“The Final Member” screens at 10 p.m. Saturday at the Union South Marquee.
Everybody needs a hobby. For Siggi Hjartarson, it was collecting penises.
It started with a dried bull penis, and then grew to a private collection, and then finally a museum in Iceland devoted to displaying the equipment of every species of animal on Earth. (It’s like Noah’s Ark, although Siggi only lets in one of each.) Except one.
The hilariously straight-faced documentary “The Final Member” chronicles Siggi’s quest to find that lucky donor. Like any good Christopher Guest mockumentary, it’s full of oddball characters who take something way more seriously than they should, and it pulls up just shy of openly making fun of them.
Siggi, in particular, cuts a rather sympathetic figure, an old man who tends to his cows, loves his family, and is a scholar on the side who translates centuries-old books. He just wants a legacy to live on after he goes, and a museum full of penises dunked in formaldehyde has somehow become that legacy.
At first, Siggi has a donor — 93-year-old “adventurer” Pall Arason, who claims to have slept with hundreds of women, which makes you wonder when he made time for “adventuring.” But Pall is getting up there, and Siggi worries that certain aging processes (in the words of George Costanza, “shrinkage”) will mean the specimen isn’t big enough for his museum.
Enter an American, Tom Mitchell, and “Elmo.”
Elmo is certainly big enough to make it into the museum, but Tom is one seriously weird dude. He’s obsessed with his little sidekick (frontkick?), dressing him up in little costumes, getting him a stars-and-stripes tattoo, even commissioning a comic book starring Elmo. Tom is so thrilled at the idea of Elmo becoming famous that he’s even considering donating Elmo to the museum WHILE HE IS STILL ALIVE to head Pall off at the pass. If Tom wasn’t a real person, Will Ferrell would have had to invent him.
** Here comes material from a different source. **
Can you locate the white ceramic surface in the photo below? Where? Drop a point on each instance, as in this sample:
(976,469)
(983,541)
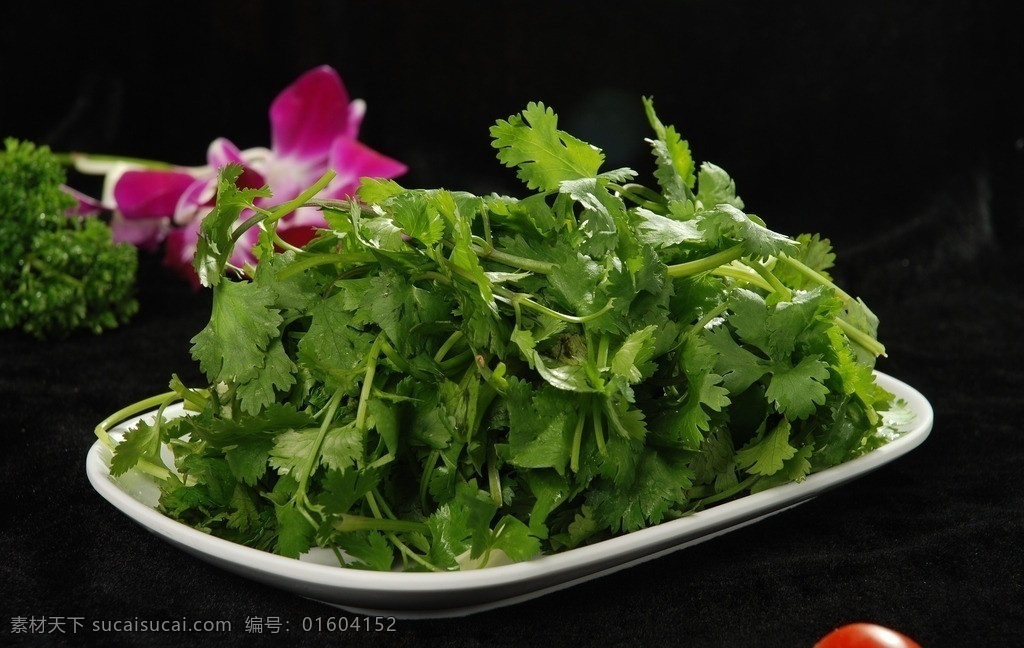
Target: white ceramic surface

Much hilarity ensues, including a riotous sequence in which Pall tries to get a plaster-of-Paris cast of his equipment made, with disastrous results. Ouch. In the end, Siggi gets his museum acquisition, and the rest of us have watched a very strange and funny film. (By the way, one of the editors of the film is a UW grad, whose name is . . . and I’m not kidding . . . Andrew Dickler.)